Retention_Cohort_Breakdown_Table_Power_Users.png

This provides a consolidated view of the individual cohort’s information. If you’re noticing that one of the cell values in the summary row is abnormal, move down that column to understand what's driving that abnormality. It might be seasonal traffic, a large customer churn, or something else.

If you’re trying to analyze how you’re doing with retention at a specific moment in the customer lifecycle, focus on the individual cells in that column. For example, if you're tasked with reporting on or improving 3-month retention for a specific app, you'd look at the Month 3 column. (This column reflects how many users returned during their third month of using the app, not the third calendar month.) The Month 3 cell in the top summary row provides a single-metric overview, and if you look at the cohorts in the Month 3 column, you see how your 3-month retention is trending over time.

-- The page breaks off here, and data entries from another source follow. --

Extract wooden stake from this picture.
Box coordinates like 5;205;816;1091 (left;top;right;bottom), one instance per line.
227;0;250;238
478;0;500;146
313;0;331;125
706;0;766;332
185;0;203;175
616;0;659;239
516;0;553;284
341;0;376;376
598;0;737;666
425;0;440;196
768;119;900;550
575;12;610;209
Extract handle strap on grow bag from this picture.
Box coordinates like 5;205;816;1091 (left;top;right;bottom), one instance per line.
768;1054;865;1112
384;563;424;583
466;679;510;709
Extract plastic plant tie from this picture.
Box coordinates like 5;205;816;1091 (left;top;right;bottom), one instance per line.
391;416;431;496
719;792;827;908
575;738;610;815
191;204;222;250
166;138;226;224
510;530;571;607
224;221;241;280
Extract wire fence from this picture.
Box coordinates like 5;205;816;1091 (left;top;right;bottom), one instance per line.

Retention_Cohort_Breakdown_Table_Month_3.png

This level of analysis is especially helpful if you’ve implemented a campaign or strategy in an effort to improve these numbers. You could see what it looked like before the intervention and after.

What do the asterisks in the chart mean?

The asterisk signifies that the cohort's time period for that given month or week (seen in the column header) is incomplete. This means that there's still time remaining in the specified window for the cohort to be retained. As more members of the cohort come back (or don’t come back) in the remaining time window, the data could change.